# CTTC foothill chapter meeting friday the 25th



## dmmj (Mar 22, 2011)

The foothill chapter of the CTTC (California Turtle and Tortoise Club) Is having it's meeting this friday the 25th at 7:30

We have lined up Jim Misiak to give a talk about sulcatas, If I remember correctly he is the man up in ojai who has some 60 sulcatas on 13 acres of land, he gave a very good presentation last time and it should be another good one.
We will be having our annual plant auction next month april should be a good one it is always popular and you can usually get some good plant at a good price. We will have snacks, questions will be answered. If you have any questions feel free to ask and I hope to see you there.

P.S we will be having a pre meeting at 6:30 to discuss our upcoming educational fair, Everyone is invited and if you have any good ideas or want to help out fee free to come on down.


----------



## Tom (Mar 22, 2011)

I think you are thinking of Dave Friend. 

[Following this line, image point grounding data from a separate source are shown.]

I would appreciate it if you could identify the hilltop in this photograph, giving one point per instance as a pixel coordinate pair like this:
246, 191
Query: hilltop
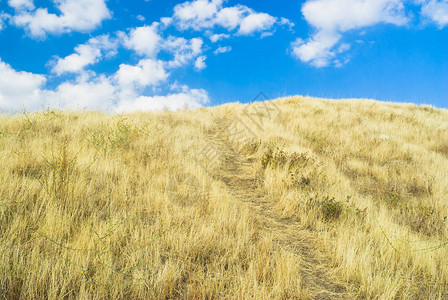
296, 198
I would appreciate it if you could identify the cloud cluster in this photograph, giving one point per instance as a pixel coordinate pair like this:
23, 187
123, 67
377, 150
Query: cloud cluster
75, 15
436, 11
332, 18
86, 54
205, 14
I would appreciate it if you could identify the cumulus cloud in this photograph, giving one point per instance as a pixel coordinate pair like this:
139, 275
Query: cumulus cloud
222, 50
332, 18
19, 89
199, 64
148, 72
86, 54
256, 22
21, 4
144, 40
92, 93
205, 14
191, 98
3, 17
183, 50
436, 11
75, 15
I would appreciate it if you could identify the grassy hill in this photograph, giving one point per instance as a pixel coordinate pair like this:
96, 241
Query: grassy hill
296, 198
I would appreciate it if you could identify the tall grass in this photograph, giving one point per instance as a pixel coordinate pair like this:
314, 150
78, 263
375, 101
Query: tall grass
327, 199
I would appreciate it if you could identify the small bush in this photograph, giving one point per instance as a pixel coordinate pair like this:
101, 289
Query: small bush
330, 208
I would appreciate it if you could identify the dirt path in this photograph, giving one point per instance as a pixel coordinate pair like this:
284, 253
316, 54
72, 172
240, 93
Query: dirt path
238, 174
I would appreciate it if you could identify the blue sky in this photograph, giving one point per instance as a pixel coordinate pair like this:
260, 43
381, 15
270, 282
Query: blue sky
148, 55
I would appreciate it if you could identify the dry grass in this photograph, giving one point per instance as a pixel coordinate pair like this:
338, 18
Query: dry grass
325, 200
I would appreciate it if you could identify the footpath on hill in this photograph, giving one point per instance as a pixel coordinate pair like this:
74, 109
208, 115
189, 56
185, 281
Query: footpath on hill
237, 172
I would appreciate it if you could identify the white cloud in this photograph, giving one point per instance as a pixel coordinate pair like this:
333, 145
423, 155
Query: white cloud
256, 22
76, 15
199, 64
183, 50
3, 17
148, 72
196, 14
97, 93
331, 18
21, 4
191, 98
205, 14
217, 37
19, 89
86, 54
144, 40
231, 17
121, 92
222, 50
436, 11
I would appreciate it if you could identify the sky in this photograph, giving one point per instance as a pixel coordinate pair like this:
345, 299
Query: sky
125, 56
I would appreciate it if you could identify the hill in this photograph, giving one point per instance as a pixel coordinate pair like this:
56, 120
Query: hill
296, 198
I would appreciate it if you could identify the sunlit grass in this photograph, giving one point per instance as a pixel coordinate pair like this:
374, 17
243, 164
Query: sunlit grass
337, 199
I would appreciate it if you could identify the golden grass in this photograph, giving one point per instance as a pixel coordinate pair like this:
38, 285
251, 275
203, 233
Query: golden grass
309, 199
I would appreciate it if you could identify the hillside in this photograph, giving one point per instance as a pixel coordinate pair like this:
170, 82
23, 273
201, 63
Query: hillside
296, 198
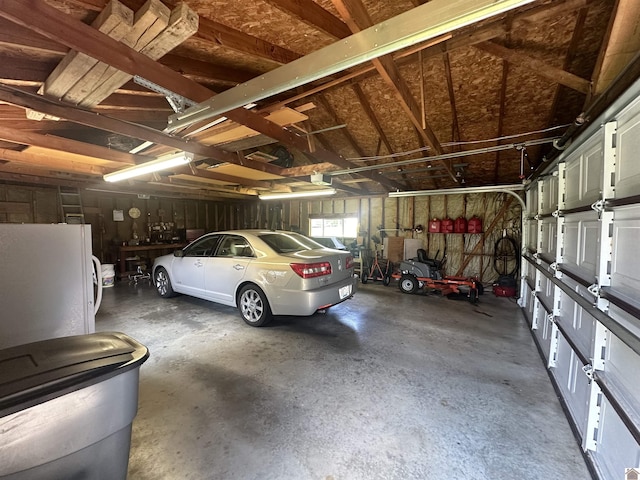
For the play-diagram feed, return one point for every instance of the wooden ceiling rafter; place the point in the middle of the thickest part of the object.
(312, 14)
(366, 106)
(47, 162)
(356, 16)
(81, 37)
(113, 125)
(20, 137)
(487, 32)
(571, 53)
(536, 66)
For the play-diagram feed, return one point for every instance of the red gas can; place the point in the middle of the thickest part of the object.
(475, 225)
(460, 225)
(434, 226)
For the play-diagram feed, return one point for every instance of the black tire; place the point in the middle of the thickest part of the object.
(254, 306)
(163, 283)
(473, 295)
(408, 283)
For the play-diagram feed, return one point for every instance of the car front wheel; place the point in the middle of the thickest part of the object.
(163, 283)
(254, 306)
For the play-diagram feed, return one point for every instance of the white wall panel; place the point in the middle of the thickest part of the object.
(573, 383)
(544, 330)
(549, 195)
(548, 237)
(583, 173)
(627, 148)
(545, 291)
(581, 246)
(616, 448)
(622, 366)
(625, 264)
(578, 324)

I'm going to try to make it again. Save me a seat.


----------



## kimber_lee_314 (Mar 22, 2011)

Jim Misiak is from the Chino chapter. He's great!


----------



## jensgotfaith (Mar 22, 2011)

Where does the Foothill Chapter cover?


----------



## Laura (Mar 22, 2011)

i think he needs to post pictures of his 60 sulcatas and enclosures!


----------



## Fernando (Mar 22, 2011)

Where will the meeting be held?


----------



## dmmj (Mar 22, 2011)

La Arboretum in arcadia


----------



## dmmj (Mar 25, 2011)

Official bump


----------



## Fernando (Mar 25, 2011)

I so wanted to go! It was my wife's birthday today...happy wife = happy life


----------



## spikethebest (Mar 25, 2011)

I went and had a great time meeting people and donating and eating. Thanks for the invite!! I am glad I was able to attend at least one tortoise event before I leave for Alabama.


----------



## dmmj (Mar 25, 2011)

I had a blast meeting tom and cory, and tom's friend his name escapes me, thanks to you guys we ha one of our best nights for 50 50 raffle, and they were kind enough to donate all the money to the club, thanks guys .


----------